Electromagnetic fields carry/store energy, and in that capacity they like all other form of energy and mass, can distort spacetime. The problem is that in a typical laboratory environment, the distortion is undetectable. For example, say that you have light in a 100 centimeter, spherical cavity such that the steady-state electromagnetic energy in the cavity is 9 trillion joules. This is a horrendous amount of energy that would quickly evaporate the container. But never mind that, this is just an example, not an engineering prototype!
How much mass does 9 trillion joules correspond to? Well, from E = mc^2 9 trillion joules =9 x 10^19 ergs, and if you divide this by the speed of light squared, you find that all of this electromagnetic energy only amounts to 9 x 10^19/9 x 10^20 = 0.1 grams! By the way, this much energy is about equal to a small atomic bomb. Don't try this experiment at home.

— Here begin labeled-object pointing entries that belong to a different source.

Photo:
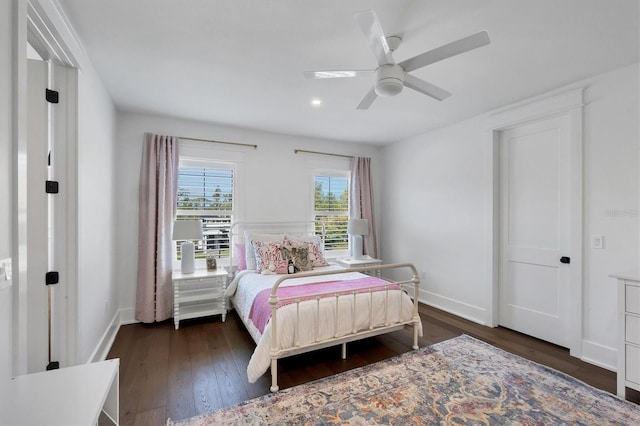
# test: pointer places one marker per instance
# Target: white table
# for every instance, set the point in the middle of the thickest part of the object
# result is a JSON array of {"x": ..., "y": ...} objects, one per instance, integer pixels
[
  {"x": 68, "y": 396},
  {"x": 361, "y": 263}
]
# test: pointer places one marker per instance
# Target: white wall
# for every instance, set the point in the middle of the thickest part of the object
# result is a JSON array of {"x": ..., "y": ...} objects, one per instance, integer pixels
[
  {"x": 437, "y": 187},
  {"x": 274, "y": 181},
  {"x": 6, "y": 315},
  {"x": 97, "y": 287}
]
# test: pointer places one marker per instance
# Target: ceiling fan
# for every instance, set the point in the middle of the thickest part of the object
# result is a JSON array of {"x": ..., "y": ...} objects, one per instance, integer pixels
[{"x": 391, "y": 77}]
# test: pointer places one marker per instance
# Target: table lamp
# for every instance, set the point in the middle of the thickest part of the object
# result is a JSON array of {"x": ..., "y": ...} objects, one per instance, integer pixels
[
  {"x": 357, "y": 228},
  {"x": 187, "y": 230}
]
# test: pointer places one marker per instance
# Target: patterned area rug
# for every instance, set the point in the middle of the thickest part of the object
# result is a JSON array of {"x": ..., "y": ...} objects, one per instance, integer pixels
[{"x": 462, "y": 381}]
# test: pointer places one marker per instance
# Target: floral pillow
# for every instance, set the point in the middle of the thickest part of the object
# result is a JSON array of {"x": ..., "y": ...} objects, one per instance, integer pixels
[
  {"x": 314, "y": 244},
  {"x": 299, "y": 255},
  {"x": 250, "y": 254},
  {"x": 267, "y": 253}
]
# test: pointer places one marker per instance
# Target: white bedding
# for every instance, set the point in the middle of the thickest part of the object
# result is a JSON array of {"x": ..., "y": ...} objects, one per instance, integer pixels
[{"x": 248, "y": 284}]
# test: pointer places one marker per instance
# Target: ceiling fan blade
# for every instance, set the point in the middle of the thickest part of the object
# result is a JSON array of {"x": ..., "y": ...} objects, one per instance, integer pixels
[
  {"x": 337, "y": 73},
  {"x": 427, "y": 88},
  {"x": 370, "y": 26},
  {"x": 368, "y": 99},
  {"x": 446, "y": 51}
]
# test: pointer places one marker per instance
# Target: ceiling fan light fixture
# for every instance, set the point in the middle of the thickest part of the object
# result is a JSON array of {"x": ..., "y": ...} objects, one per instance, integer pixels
[{"x": 390, "y": 80}]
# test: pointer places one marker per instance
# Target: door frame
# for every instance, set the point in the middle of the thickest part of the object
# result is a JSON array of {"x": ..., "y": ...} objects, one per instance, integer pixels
[
  {"x": 569, "y": 104},
  {"x": 33, "y": 23}
]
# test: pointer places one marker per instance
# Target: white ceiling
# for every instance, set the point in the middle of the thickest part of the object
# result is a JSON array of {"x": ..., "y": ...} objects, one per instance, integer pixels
[{"x": 241, "y": 62}]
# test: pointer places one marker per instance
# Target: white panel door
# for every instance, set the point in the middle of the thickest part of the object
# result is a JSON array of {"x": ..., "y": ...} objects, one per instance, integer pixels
[{"x": 535, "y": 229}]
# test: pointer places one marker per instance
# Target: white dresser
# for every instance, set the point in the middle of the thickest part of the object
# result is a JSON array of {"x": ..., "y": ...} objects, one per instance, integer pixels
[
  {"x": 199, "y": 294},
  {"x": 628, "y": 331}
]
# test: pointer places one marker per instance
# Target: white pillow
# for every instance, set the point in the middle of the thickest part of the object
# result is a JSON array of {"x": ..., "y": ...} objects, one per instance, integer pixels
[{"x": 250, "y": 253}]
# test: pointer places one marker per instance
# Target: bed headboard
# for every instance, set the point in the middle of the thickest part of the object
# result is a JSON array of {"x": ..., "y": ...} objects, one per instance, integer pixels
[{"x": 298, "y": 228}]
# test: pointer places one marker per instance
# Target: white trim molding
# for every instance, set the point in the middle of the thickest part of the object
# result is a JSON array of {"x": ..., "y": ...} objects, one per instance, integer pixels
[{"x": 569, "y": 104}]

Well, how much spacetime curvature will 0.1 grams of electromagnetic energy give you? Exactly the same as 0.1 grams of anything else! Do you feel perturbed? After all, you weigh 50 - 100 kilograms! Anyway, the corresponding spacetime curvature for 0.1 grams is equal to its equivalent Schwarschild radius ( black hole radius) which is about 10^-33 centimeters of distortion for every 0.00001 grams. This means 0.1 grams produces 10^-33 x 10000 = 10^29 centimeters of curvature. This is 1000 trillion times smaller than the nucleus of an atom.